Konnte ich im ersten Level noch ziemlich schnell die fünf gesuchten Blumen für das Papageientrio ausfindig machen, wurde es mit zunehmender Spielzeit immer kniffliger. Die Hintergründe, vor denen wir die Naturbewohner antreffen, sind nämlich nicht nur in einem wunderschönen Wasserfarben-Stil gemalt, sondern warten auch mit ziemlich vielen Details auf. Unter dem Blätterdickicht die eine Nuss zu finden, die sich farblich nur minimal vom Rest unterscheidet, kann ganz schön tricky sein. Natürlich können wir uns auch helfen lassen, wenn es an einer Stelle mal zu sehr hakt. Dazu müssen wir allerdings ein kleines Schieberätsel lösen, indem wir die Kacheln eines Bildes in die richtige Reihenfolge bringen. Und was ist noch nerviger, als mit zusammengekniffenen Augen Zentimeter für Zentimeter des Bildschirms nach einem Wurm abzusuchen? Richtig: Schieberätsel. Ich habe mir jedenfalls immer mindestens zwei Mal überlegt, ob ich nicht doch nochmal überprüfe, wo ich etwas übersehen haben könnte.

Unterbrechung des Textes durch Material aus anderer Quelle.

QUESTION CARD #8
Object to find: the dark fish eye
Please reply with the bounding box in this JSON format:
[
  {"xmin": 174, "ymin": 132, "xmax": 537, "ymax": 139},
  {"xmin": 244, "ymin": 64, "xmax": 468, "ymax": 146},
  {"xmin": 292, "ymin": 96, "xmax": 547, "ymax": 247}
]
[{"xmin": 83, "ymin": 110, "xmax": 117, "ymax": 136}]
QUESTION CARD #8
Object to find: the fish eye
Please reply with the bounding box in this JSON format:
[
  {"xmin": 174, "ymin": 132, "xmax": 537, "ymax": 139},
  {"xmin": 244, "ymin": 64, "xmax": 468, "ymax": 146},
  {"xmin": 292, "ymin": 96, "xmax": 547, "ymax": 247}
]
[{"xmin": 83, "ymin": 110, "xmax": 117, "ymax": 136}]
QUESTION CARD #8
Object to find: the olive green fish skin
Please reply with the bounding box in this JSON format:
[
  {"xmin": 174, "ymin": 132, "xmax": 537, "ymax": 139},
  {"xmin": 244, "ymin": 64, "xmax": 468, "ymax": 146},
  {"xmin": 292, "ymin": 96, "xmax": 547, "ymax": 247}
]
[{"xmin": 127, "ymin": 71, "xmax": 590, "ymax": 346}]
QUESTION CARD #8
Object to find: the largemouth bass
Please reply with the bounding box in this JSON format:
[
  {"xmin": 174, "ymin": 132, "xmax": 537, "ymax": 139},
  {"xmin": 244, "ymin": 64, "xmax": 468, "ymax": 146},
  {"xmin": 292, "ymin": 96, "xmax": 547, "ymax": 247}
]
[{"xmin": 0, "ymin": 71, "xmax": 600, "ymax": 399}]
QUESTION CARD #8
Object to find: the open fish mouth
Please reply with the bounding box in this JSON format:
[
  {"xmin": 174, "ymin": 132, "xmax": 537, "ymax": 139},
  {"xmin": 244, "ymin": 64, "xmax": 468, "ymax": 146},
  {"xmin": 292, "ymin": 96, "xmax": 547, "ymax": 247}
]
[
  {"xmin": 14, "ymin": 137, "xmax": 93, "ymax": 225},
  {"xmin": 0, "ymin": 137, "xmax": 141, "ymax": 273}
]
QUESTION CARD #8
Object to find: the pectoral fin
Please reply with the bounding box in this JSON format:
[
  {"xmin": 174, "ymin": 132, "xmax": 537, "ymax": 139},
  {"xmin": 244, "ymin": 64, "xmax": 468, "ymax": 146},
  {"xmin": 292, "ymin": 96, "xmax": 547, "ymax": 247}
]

Under Leaves bietet vollkommene Entspannung – wenn man es lässt

Was wir von Under Leaves nicht erwarten dürfen, ist Spannung oder ein hohes Maß an Abwechslung. Jedes Level ist gleich aufgebaut, allein die Anzahl der gesuchten Gegenstände und die Umgebungen verändern sich. Und das auch nur bedingt: Sind wir beispielsweise im Ozean unterwegs, begegnen wir auch Tieren wieder, deren Wünsche wir schon erfüllt haben. In jedem Level gibt es mehrere Screens, die wir absuchen müssen. Haben wir in einem Bild (zumindest vermeintlich) alle Gegenstände gefunden, können wir uns in der Welt weiter fortbewegen und weitere Orte erkunden. Insgesamt werden 29 Wimmelbild-Szenen geboten, die sich alle mehr oder weniger schnell durchspielen lassen. Viel länger als zwei Stunden dürfte damit nicht einmal ein kurzsichtiger Maulwurf beschäftigt sein. Darin liegt auch die größte Schwäche von Under Leaves: Es ist an vielen Stellen zu einfach. Für mich als Second – oder manchmal auch Third Screen-Opfer – hat sich dadurch allerdings eine perfekte Beschäftigung für Nebenbei geboten.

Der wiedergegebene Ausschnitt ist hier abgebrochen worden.